Les caresses de la vieille Verjans, qui sautait de joie, malgré ses rhumatismes, dans la cour du Palais, après l'acquittement, avaient laissé Gentillie aussi indifférente que les corrections d'autrefois.

Volontairement elle se confine avec son bébé dans cette soupente d'où elle s'évada, une nuit néfaste. Ne la rencontrant jamais et les sachant sans ressources, les bonnes gens prétendent qu'elle vague la nuit et continue le métier de son abominable amant. Et la réprobation frappe peu à peu la veuve aussi bien que la fille.

Malgré les criailleries et les indignations, Cierge de Neuvaine, le riche fermier du Dyck-Graaf, continue de s'occuper de ces pauvres gens. Encore si ce n'était que par charité; mais, croirait-on que, ensorcelé à son tour, il veuille encore du bien à cette fille-mère! Et, ce qu'il y a de plus inconcevable, c'est que la pécore continue de le rebuter.

Impatienté par sa froideur, le bonasse Sander se risque à lui dire:

—Ah! Gentillie, tu mériterais bien qu'on brisât cette mauvaise tête pour le mal que tu t'es fait à toi-même et à ceux qui t'aimaient!

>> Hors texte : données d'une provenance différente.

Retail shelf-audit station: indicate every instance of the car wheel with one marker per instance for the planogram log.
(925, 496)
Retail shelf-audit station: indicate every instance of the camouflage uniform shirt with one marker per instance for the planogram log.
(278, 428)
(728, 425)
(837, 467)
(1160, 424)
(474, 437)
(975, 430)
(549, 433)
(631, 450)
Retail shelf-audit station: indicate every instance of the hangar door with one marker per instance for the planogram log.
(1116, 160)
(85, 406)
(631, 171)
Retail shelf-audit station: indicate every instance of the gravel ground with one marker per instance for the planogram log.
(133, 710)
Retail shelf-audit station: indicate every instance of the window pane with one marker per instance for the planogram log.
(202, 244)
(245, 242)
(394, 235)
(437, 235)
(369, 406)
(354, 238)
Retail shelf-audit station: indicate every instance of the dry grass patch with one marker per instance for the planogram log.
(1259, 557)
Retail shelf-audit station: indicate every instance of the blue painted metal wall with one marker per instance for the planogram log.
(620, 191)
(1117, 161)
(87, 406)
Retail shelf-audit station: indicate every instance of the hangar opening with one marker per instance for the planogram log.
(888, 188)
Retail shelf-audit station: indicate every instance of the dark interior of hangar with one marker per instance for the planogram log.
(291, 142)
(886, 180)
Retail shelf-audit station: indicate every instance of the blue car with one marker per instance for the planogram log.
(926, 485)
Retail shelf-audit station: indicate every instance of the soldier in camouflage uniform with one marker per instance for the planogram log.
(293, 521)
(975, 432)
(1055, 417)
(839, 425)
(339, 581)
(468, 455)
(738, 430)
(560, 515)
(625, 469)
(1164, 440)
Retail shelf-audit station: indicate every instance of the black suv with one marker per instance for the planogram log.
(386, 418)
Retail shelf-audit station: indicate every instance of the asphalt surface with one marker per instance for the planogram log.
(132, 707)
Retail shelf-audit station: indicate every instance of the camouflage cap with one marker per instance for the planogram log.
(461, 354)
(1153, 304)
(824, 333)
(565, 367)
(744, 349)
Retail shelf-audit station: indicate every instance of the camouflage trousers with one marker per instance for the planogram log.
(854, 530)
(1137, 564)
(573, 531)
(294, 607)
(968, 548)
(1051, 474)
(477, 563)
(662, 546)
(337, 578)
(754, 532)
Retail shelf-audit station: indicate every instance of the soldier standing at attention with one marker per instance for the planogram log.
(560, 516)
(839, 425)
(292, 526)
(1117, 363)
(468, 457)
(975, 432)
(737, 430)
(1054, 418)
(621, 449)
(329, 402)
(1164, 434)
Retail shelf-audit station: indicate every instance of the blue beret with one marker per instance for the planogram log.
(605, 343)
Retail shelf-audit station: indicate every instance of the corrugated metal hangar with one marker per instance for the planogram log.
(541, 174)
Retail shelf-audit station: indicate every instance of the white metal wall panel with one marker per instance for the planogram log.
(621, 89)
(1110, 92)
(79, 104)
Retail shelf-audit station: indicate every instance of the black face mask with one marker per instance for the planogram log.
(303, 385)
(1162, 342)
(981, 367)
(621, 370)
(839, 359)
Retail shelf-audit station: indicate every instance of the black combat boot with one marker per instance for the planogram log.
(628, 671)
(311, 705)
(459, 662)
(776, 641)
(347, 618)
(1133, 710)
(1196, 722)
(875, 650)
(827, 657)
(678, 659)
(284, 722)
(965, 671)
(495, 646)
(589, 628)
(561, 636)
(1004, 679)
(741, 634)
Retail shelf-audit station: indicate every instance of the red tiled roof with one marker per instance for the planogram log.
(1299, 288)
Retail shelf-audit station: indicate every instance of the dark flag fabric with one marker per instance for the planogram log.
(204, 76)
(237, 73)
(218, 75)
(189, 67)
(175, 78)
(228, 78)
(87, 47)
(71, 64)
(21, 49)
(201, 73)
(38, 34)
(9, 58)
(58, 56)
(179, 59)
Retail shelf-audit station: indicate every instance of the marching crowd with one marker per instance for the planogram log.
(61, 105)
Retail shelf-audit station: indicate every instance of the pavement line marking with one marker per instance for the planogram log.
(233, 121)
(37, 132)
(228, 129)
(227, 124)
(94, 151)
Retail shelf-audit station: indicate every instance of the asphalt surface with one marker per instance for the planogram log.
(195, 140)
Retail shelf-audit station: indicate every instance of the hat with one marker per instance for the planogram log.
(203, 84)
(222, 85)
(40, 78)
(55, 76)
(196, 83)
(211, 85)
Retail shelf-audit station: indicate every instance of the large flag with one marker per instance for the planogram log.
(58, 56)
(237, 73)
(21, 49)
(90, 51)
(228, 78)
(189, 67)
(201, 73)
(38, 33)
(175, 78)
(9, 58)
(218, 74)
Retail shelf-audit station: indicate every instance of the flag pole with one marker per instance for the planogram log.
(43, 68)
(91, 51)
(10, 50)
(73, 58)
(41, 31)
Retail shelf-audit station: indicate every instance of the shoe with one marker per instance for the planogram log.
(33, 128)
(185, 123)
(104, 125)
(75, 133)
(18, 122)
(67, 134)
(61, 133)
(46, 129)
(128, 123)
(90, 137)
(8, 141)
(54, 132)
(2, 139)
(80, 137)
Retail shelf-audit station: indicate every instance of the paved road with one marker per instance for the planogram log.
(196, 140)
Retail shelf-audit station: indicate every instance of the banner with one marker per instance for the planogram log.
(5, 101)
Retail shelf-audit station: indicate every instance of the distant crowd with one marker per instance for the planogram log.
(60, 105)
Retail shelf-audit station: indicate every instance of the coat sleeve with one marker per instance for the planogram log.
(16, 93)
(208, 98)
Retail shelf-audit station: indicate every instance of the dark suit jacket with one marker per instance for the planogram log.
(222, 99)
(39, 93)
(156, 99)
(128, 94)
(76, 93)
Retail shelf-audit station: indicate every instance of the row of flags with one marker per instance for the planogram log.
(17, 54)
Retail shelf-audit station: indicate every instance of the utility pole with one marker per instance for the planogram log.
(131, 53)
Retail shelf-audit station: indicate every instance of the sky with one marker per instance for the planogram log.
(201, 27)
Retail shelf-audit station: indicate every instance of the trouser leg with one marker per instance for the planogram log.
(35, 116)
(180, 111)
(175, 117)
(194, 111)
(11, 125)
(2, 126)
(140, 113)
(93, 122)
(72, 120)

—C'est vrai! répond Gentillie. Mais si Dieu le voulait ainsi?

Profitant de cette douceur encourageante, le digne Sander continue:

—Eh bien, si tu te repentais et essayais de redevenir brave et raisonnable, tout pourrait encore s'arranger. Oui, nous partirions, nous irions vivre ailleurs, loin des mauvaises âmes.... Gentillie, reviens à toi, n'auras-tu pas une bonne parole?...

Mais elle, de hausser les épaules, de courir à son enfant, et d'embrasser ce fils de Pintloon avec une exaltation qui ne laisse plus aucun espoir au jeune fermier. Mordu de jalousie, il n'a pu retenir une exclamation de dégoût:

—C'est à ce vilain Esprot que vont ces caresses!